時折「うふ」と花芯が笑いを漏らし、振り返る。牀榻に付いた膝は白く、丸い重しとなって、爪先は可愛らしく震えていた。
天武は強さを増すため、片足を牀榻から落とした。両腕に力を込め、挿入を果たすと、花芯は大きく上半身を仰け反らせ、柱を強く揺すった。慣れている遥媛や庚氏のようには呼吸ができず、ただ、はあはあと声を上げては、首を振っている。どうしていいのか分からず、ひたすら躯を揺する。
「力むな。達けぬぞ」
こ、くんと頷いた刹那、包んでいる躰が柔らかくうねった。
「力を抜け。私を締め付けるな」
花芯の柔襞は、しっかりと天武自身を捉えている。
瞬間の予兆を感じた。唇を噛んで二回三回と押し込んで、一気に引き抜いた。
唇を噛み締めて、逆流を味わった。
終われば、また、愛情を手放す必要があった――。
*
「しかし、宦官が来ぬな」
「無粋な邪魔など、ごめんだもの。お暇を願ったの。私が天武さまを殺すはずもないでしょ。こんなにお慕い」
言いかけた唇を唇で塞いだ。終わったばかりの花芯の眼がとろんと下がる。
「天武さまがお優しいのを、初めて知りましたわ。もっと好きになれそうです……。足りないのもっと、ちょうだい」
もう良いわ。聞いてられんと柱に寄りかかった。眠気を堪えて、片眼を薄く開ける。
視界が揺らぐ。その前で、花芯は来た時と同じ、腹に布を巻き、何の意味があるのか分からない格好で立ち上がった。
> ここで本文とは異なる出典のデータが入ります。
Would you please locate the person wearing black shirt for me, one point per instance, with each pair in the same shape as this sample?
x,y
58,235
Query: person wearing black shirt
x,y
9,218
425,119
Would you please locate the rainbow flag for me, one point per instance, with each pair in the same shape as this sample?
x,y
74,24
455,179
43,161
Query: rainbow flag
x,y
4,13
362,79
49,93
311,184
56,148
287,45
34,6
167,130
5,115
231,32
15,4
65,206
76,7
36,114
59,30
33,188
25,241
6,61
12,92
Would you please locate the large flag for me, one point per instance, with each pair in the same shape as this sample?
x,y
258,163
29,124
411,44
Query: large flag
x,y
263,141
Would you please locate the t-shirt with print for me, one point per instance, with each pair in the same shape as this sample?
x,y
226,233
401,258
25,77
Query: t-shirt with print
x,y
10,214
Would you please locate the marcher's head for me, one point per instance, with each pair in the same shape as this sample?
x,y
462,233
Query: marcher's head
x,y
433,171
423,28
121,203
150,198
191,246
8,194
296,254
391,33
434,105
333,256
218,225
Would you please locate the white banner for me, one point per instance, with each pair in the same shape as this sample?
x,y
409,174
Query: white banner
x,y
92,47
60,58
「天武さま、仙人を、仙薬を、お花を避けないで下さいましね」
――天武、見てとっても綺麗なお花でしょう? 火棘と言うのよ。
(ええ、母様。麗しい花が咲いている優しい気持ちを、趙政は忘れません)
揺らいだ視界の向こうで、趙で待ち構えているであろう母が笑った。
意識が落ちる瞬間、花芯の柔らかな唇が首筋に触れるのを感じる。
手が天武の肌を撫で始めたが、ようやく訪れた陽の気の気流に呑み込まれ、もはや、指一本さえも上がらない。
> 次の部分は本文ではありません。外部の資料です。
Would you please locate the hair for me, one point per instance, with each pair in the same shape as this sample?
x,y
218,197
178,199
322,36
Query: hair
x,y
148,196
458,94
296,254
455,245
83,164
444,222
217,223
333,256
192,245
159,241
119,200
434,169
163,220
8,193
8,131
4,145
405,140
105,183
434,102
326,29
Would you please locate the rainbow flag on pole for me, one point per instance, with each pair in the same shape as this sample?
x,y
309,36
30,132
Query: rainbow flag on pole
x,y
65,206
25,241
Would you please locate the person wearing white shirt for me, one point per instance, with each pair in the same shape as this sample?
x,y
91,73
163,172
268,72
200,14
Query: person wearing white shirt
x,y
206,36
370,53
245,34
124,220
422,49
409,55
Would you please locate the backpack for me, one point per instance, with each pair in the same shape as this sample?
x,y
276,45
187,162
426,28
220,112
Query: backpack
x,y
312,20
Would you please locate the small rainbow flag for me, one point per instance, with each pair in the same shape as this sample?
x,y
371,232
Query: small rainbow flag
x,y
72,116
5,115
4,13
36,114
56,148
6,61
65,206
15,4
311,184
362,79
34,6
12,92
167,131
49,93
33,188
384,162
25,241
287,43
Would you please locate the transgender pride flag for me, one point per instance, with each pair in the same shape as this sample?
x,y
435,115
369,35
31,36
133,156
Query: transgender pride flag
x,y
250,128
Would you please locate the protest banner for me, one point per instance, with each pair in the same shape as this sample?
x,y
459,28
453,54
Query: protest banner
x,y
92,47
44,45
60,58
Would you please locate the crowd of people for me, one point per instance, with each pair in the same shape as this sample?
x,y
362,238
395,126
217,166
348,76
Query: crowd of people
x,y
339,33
「まあ、ふふ……。なんて無防備。好き放題だわ。覚悟なさいませ」
悪女の声が緩やかに鼓膜を震わせた。
「天武さまは私が幸せに導くのよ。それが、方士の役目ですもの。何度でも、陽の気を差し上げますわ」
(思い出した……。昔は、花をちゃんと美しいと思えたのだ)
再度、花に包まれる夢を見る。
靜かな皇宮で、二本の柱を掴み、天武に跨がった花芯が腹の上で打ち付け、ゆっくりと動き出した。だが、それすらも睡魔の、過去の夢に誘う靄の中だった。